= Continuous Revolution Theory =

Element of Mao Zedong Thought

The Continuous Revolution Theory (继续革命论, sometimes also translated as the theory of continuing revolution under the dictatorship of the proletariat) is an element of Maoism. This is often subsumed under the subject of the Cultural Revolution.

==Overview==
The Continuous Revolution Theory is rooted in Mao's thoughts regarding the nature of contradiction. He argues that, since contradictions within society between revolutionary and reactionary elements can be expected to continue for a long time, it is necessary to work continuously toward the progressive fulfillment of the revolutionary program. As Mao has written:

"Every difference in men's concepts should be regarded as reflecting an objective contradiction. Objective contradictions are in subjective thinking, and this process constitutes the contradictory movement of concepts, pushes forward the development of thought, and ceaselessly solves problems in man's thinking."

The contention that contradiction is inherent to everything is thus taken to suggest that revolution must be continual if it is not to succumb to reactionary forces. The Continuous Revolution Theory is rooted in this fundamental insight regarding the nature of contradiction. It suggests that a revolution cannot really be "over" because contradictions will continue to develop, such that it is necessary to perpetually resolve emergent contradictions in favor of the revolutionary program while resisting the risk of sliding back into reaction. The Continuous Revolution Theory thus rejects any notion of a revolution that is once and for all, since it is impossible to remove contradiction per se from the fabric of nature. Starr makes it clear that contradiction is the central concept of the Continuous Revolution Theory in his discussion of the key themes of the theory:

"These themes are, first, that contradiction or conflict in a society is ubiquitous and permanent and that this condition applies just as surely to a society in the process of socialist transformation as it does to a bourgeois or feudal society."

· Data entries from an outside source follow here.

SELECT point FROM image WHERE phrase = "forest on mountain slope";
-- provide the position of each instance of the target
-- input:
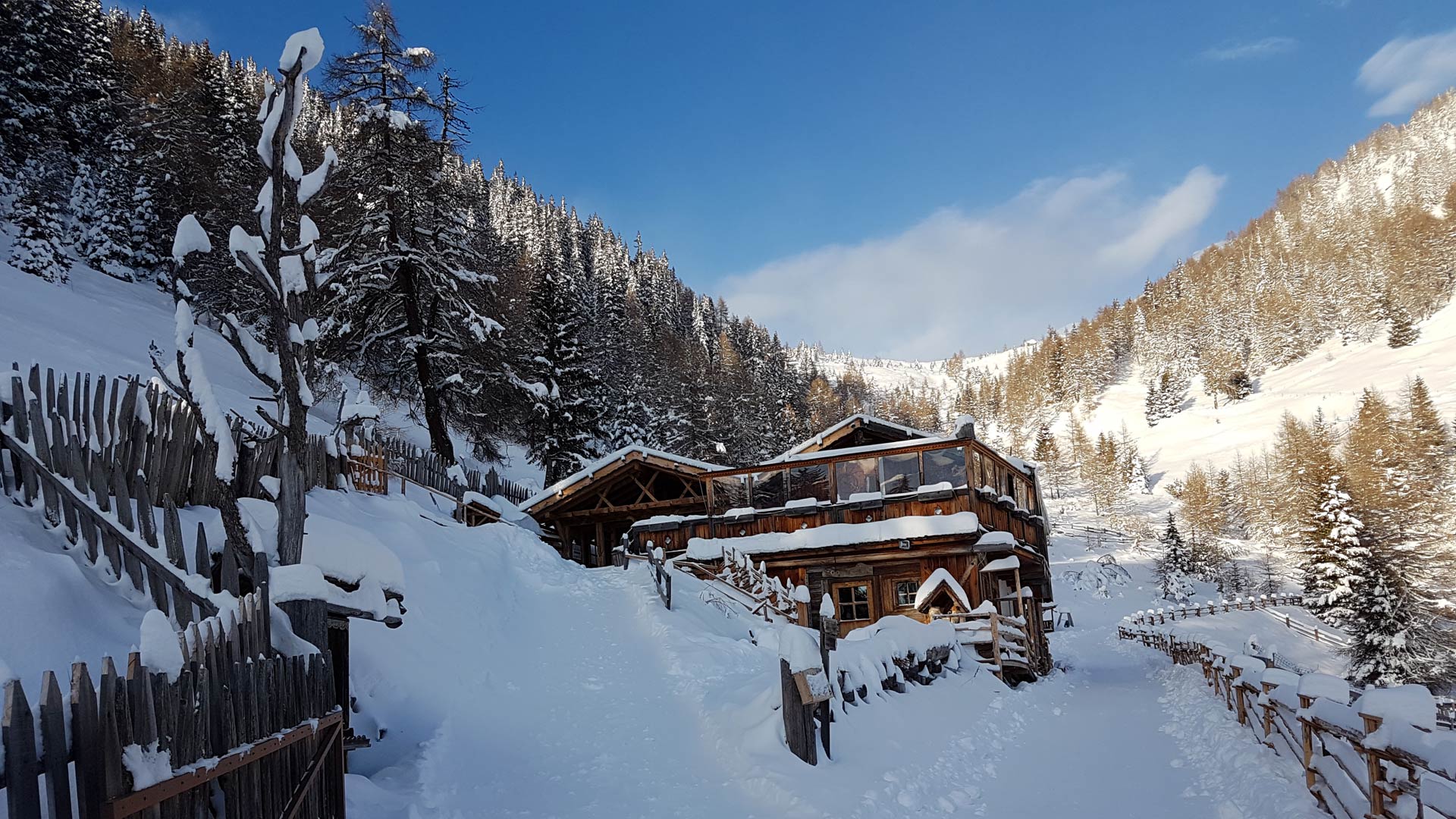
(466, 297)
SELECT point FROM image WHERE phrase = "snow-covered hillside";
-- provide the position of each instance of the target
(526, 686)
(1331, 379)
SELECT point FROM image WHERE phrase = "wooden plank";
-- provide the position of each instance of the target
(53, 738)
(86, 744)
(18, 738)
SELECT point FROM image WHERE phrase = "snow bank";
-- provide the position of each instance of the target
(837, 535)
(147, 765)
(161, 651)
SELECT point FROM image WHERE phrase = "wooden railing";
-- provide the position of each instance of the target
(264, 727)
(1159, 617)
(756, 591)
(1356, 764)
(1002, 642)
(425, 468)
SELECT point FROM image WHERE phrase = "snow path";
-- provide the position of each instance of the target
(523, 686)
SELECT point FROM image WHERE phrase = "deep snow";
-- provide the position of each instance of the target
(523, 686)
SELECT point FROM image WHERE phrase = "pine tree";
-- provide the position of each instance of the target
(1174, 569)
(1343, 560)
(561, 426)
(408, 280)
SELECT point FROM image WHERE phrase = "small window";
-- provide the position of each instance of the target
(946, 465)
(905, 594)
(856, 477)
(808, 482)
(854, 602)
(769, 488)
(730, 493)
(900, 472)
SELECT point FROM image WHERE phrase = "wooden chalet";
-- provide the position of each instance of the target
(868, 512)
(587, 515)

==Relationship to the Cultural Revolution==
The Continuous Revolution Theory is closely related to but not identical with the Cultural Revolution. More specifically, it was the guiding ideology of the Cultural Revolution, with the latter thus being how the Chinese Communist Party (CCP) attempted to implement Continuous Revolution Theory. The Cultural Revolution was itself a result of Mao's perception, in 1966, that the CCP leadership itself had become corrupted:

"Believing that current Communist leaders were taking the party, and China itself, in the 	wrong direction, Mao called on the nation's youth to purge the 'impure' elements of 	Chinese society and revive the revolutionary spirit that had led to victory in the civil war 	20 years ago and the formation of the People's Republic of China."

==Historical evaluation==
Mao believed that revolutions can betray themselves and that the new ruling class that emerges in the aftermath of a revolution may itself need to be challenged through a process of continuous revolution. However, the Cultural Revolution that was driven by the Continuous Revolution Theory was marked by atrocities and may not always be interpreted as serving truly revolutionary ends. After the death of Mao and the arrest of the Gang of Four, the CCP has lost interest in continuous revolution. The outcome of the Cultural Revolution raises questions about whether the Continuous Revolution Theory is actually practicable.

== 1975 Chinese Constitution ==
The Continuous Revolution Theory is mentioned in the preamble of the 1975 Chinese constitution, which replaced the 1954 constitution and was written in the spirit of the Cultural Revolution.